Some reflections from Hot Chips 2024 (part I)

Some reflections from Hot Chips 2024 (part I)

I attended the Hot Chips conference from Sunday to Tuesday at Stanford and was completely impressed by the gathering many of the world's processor designers, "freely" sharing their technical accomplishment (quotation here because of the different degree of sharing). Hot Chips was established 35 years ago in 1989, as a conference focused on high-performance microprocessors and related integrated circuits. It brings together chip designers, computer architects, system engineers and other industry professionals to exchange ideas and showcase new developments. To me, it is truly a unique forum and glad two of Celesta Capital portfolio companies, Eliyan Corporation and SambaNova Systems (both with strong ties to my alma mater Stanford) are sponsors of the conference.

Some reflections:

Nvidia AI for Chip Design Research

Assisted Hardware Design: ( Bryan Chin , Stelios Diamantidis , Mark H. R. , Hanxian Huang )The title was intended to be provocative, "Will AI Elevate or Replace Hardware Engineers?". As is usually the case, the answer is most likely YES to both. It is safe to say that most chip companies will adopt AI in their design flow (e.g. Nvidia above), or run the risks of not being competitive in terms of productivity especially given the massive complexity and costs of building a state-of-the-art SoC or in the case of many AI/ML processor, a complex system. I would not be too quick to replace design steps that are well handled by existing EDA tools, but focus on obvious areas where innovation is necessary. I am excited for all the startups pursuing this area, including our portfolio company, Normal Computing , tackling some of the most difficult problems.

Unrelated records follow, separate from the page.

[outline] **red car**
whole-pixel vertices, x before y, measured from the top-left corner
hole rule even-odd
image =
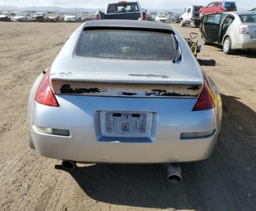
[[[214,1],[206,7],[202,7],[199,11],[200,17],[208,14],[223,13],[225,12],[237,11],[237,6],[235,2]]]

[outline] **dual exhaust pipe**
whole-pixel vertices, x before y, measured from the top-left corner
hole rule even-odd
[[[181,181],[181,168],[176,163],[172,163],[167,169],[167,180],[171,183],[179,183]]]
[[[64,168],[71,170],[74,169],[76,167],[76,162],[75,161],[71,161],[71,160],[62,160],[61,164]]]
[[[71,160],[63,160],[62,166],[66,169],[72,170],[75,168],[76,162]],[[170,164],[167,169],[167,180],[171,183],[179,183],[181,181],[181,168],[176,163]]]

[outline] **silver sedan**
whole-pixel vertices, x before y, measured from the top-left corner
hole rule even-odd
[[[34,84],[29,143],[73,168],[82,163],[206,159],[219,137],[220,93],[171,25],[89,21]]]
[[[256,49],[256,13],[230,12],[206,15],[200,31],[204,44],[223,45],[227,54],[238,49]]]

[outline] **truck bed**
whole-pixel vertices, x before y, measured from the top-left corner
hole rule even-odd
[[[99,12],[99,19],[124,19],[124,20],[138,20],[141,18],[140,12],[122,12],[105,14],[101,11]]]

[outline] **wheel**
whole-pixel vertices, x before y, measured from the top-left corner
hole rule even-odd
[[[202,37],[202,42],[203,42],[203,44],[204,45],[208,44],[208,42],[206,41],[205,37],[204,36],[203,36]]]
[[[230,54],[232,52],[231,49],[231,39],[228,37],[224,41],[223,44],[223,52],[226,54]]]
[[[199,13],[199,17],[200,18],[203,18],[203,12],[202,11]]]
[[[28,132],[28,143],[29,144],[29,147],[32,149],[35,149],[35,148],[34,147],[34,143],[32,141],[32,138],[31,138],[31,136],[30,136],[30,133],[29,131]]]

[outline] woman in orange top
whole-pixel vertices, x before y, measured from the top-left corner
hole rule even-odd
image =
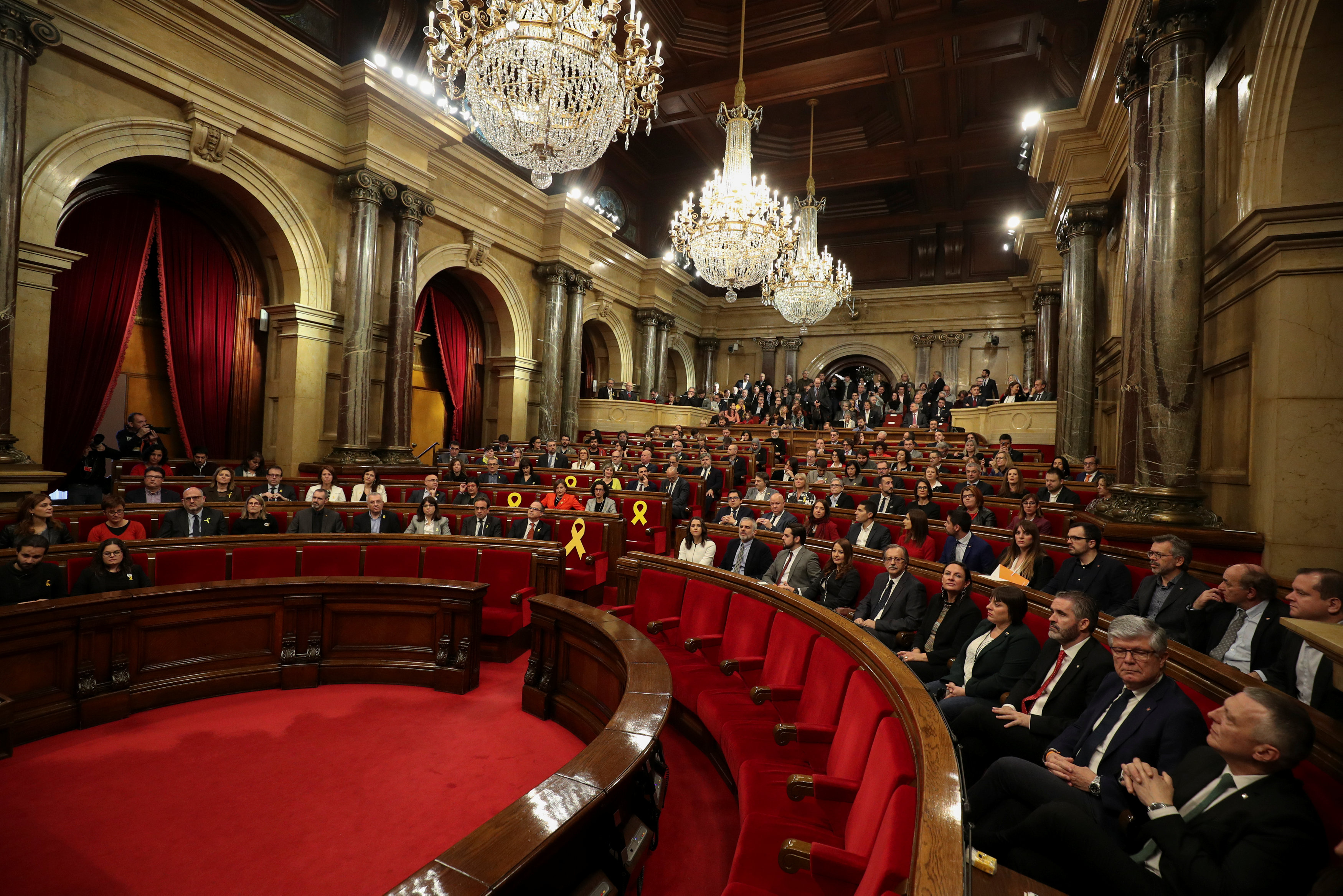
[[[569,489],[564,485],[564,480],[556,478],[555,492],[541,498],[541,506],[551,510],[582,510],[583,505],[568,492]]]

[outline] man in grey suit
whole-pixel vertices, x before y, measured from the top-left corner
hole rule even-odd
[[[877,576],[872,591],[858,602],[853,622],[894,650],[897,634],[915,631],[923,623],[928,590],[912,574],[905,574],[909,552],[904,547],[888,544],[882,563],[886,571]]]
[[[783,529],[783,551],[764,571],[763,580],[802,594],[821,578],[821,560],[807,547],[807,527],[796,520]]]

Direct Liquid Cooling (Supermicro)

Cooling of Hot Chips: The power consumption for AI processors are mind boggling and now a limiting factor to overall system performance. For example, Nvidia H100 consumes up to 700W, the Blackwell up to 1200W, racks can vary between 30kW to 120kw and AI clusters with 22,000 H100 GPUs can demand about 31 MW of power. The adoption of Liquid-cooling with higher thermal conductiivty provides opportunity to reduce cooling power, electricity costs and also the noise. Direct Liquid Cooling is becoming a key consideration for racks over 20kW. Immersion Liquid Cooling take it even further, where the entire server is immersed in a dielectric coolant cooling all the components. Another implication is reliability of large AI systems relative to cooling and how that factors into training of larger and larger models. This was covered by OpenAI's session later as well. I am actively investigating startups with novel solutions to power management and cooling.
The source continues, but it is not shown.